因みに、カタカナ表記で書き直してみますと、このようになります。
「アヤメ、杜若、ハナショウブ、アイリスは、全てアヤメ科。ショウブは、サトイモ科の別物。花ショウブと混同しやすい。アヤメは、杜若、花ショウブ、アイリスと同じアヤメ科の一つ。」
桜とさやは、これらを解読しているのである。パズルを解くように、導き出す柔軟な脳と好奇心や探求心は、答えに向かっていくものだ。
幾つになってもそうでありたいものである。
花菖蒲とは、江戸時代に改良して生み出された品種な為、日本にしかない。

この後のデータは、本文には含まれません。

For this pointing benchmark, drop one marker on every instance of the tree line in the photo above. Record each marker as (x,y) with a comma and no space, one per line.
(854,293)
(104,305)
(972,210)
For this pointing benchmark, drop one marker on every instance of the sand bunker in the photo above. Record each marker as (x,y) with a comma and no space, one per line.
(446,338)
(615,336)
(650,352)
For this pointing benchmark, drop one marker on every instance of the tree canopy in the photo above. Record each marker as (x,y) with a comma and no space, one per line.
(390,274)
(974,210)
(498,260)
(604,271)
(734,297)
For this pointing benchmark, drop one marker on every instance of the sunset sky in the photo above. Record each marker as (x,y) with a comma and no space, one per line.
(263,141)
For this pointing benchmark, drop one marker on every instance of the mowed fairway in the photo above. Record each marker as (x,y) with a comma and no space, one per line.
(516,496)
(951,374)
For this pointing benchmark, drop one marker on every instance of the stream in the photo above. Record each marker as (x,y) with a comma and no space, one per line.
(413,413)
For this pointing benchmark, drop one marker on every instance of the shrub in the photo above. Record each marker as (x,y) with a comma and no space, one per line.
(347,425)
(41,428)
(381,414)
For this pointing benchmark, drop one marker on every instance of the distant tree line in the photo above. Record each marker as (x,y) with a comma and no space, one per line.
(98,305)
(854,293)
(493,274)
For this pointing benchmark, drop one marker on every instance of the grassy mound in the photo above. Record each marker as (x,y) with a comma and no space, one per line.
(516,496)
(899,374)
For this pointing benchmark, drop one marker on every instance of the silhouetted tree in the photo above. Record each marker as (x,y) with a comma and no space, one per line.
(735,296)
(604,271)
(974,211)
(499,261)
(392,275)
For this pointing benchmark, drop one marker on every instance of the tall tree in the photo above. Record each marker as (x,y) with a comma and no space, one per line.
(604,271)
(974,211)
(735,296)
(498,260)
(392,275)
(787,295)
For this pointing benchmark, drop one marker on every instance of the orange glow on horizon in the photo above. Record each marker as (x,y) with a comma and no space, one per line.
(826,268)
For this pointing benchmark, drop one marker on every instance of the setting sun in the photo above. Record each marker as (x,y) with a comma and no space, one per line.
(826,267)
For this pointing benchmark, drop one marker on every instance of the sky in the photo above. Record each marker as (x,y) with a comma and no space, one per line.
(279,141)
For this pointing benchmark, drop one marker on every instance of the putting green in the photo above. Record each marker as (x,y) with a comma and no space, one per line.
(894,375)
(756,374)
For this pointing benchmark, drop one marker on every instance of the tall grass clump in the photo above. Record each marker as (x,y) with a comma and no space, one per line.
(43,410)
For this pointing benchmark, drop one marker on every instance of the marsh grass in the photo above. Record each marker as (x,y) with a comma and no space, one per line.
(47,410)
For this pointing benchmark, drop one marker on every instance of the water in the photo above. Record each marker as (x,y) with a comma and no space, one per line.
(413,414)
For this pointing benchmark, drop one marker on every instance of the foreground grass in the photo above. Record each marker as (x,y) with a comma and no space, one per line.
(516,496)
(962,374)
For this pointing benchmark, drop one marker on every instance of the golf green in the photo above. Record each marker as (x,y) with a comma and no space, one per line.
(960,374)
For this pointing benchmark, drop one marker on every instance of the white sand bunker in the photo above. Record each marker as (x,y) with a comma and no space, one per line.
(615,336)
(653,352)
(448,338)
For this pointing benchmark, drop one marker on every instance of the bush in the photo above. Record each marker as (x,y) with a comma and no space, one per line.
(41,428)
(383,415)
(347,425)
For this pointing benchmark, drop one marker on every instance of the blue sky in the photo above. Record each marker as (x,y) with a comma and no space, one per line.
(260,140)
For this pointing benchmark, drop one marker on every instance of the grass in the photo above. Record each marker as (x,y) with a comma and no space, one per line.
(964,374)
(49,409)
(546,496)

アイリスは、地中海沿岸を原産とする西洋種である。
fleur-de-lisは、アヤメ(アイリス)を図案化したものであり、フランスの古くは、メロヴィング朝クロヴィス1世が、王家の紋章とした起源がある。
アイリスやユリがフランスの国花になっている背景には、神話、時代、宗教的な関連性が見出だせる。しばしばアイリスなのかユリなのか混乱する事がある為、気を付けたいものである。

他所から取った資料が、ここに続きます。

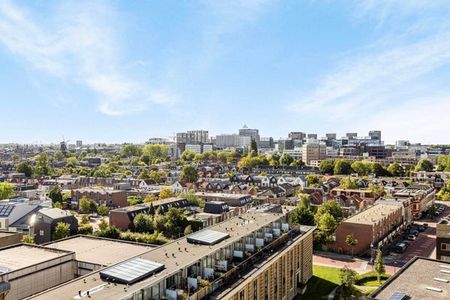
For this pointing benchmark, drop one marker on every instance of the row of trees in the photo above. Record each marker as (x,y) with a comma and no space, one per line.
(361,167)
(326,218)
(252,161)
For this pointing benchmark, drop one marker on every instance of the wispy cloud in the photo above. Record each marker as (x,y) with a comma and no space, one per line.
(79,44)
(397,70)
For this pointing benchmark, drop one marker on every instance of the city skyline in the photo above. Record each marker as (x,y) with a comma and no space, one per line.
(122,72)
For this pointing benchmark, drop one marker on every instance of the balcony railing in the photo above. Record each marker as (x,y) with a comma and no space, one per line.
(238,272)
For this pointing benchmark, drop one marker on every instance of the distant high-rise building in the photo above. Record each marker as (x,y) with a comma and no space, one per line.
(285,145)
(192,137)
(252,133)
(63,147)
(351,135)
(267,143)
(232,140)
(375,134)
(314,150)
(297,135)
(331,136)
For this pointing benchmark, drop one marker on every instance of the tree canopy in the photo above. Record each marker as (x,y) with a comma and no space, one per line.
(6,190)
(189,174)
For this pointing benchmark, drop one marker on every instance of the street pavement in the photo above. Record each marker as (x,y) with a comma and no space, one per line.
(424,245)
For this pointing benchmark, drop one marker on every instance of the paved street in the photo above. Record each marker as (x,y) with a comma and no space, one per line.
(424,245)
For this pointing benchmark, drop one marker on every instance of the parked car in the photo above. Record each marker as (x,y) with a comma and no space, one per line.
(411,237)
(400,248)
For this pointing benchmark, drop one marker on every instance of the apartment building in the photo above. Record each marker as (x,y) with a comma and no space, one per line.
(443,239)
(421,195)
(102,196)
(28,269)
(314,150)
(122,217)
(257,255)
(420,278)
(373,228)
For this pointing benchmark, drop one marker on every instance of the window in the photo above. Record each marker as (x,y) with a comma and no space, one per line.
(445,246)
(445,258)
(241,295)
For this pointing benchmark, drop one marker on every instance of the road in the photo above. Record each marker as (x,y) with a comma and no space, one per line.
(424,245)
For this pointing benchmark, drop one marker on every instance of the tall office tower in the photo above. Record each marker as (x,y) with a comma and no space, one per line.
(297,135)
(252,133)
(375,134)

先にも述べた日本語の「菖蒲」のように、フランスの「アイリスとユリ」の存在である。
古代エジプトや古代ギリシャから虹を意味するアイリスは、愛されて来た花の一つ。
ユリと言えば、キリスト教においては三位一体を意味したり、受胎告知のシーンでは、西洋絵画に描かれているのは、白いユリ。
フランス語では、アイリスは『iris』
『fleur-de-lis』はユリだが、王家の紋章は『iris』二人が辿り着いた一つの答えでもあった。
国花を混乱させているのは、これだ!
どれだけ時間が経過したのであろうか。
夢中になって調べ続けた桜とさやは、アイリスが何となく分かったような気がしたようだ。
そしてアヤメ科を調べ進めた結果!
「アイリスも花菖蒲も杜若も〜っ、アヤメの内!」
さやのその一言で、久し振りに二人の笑い声が響き渡り、室内の空気も和らいだ。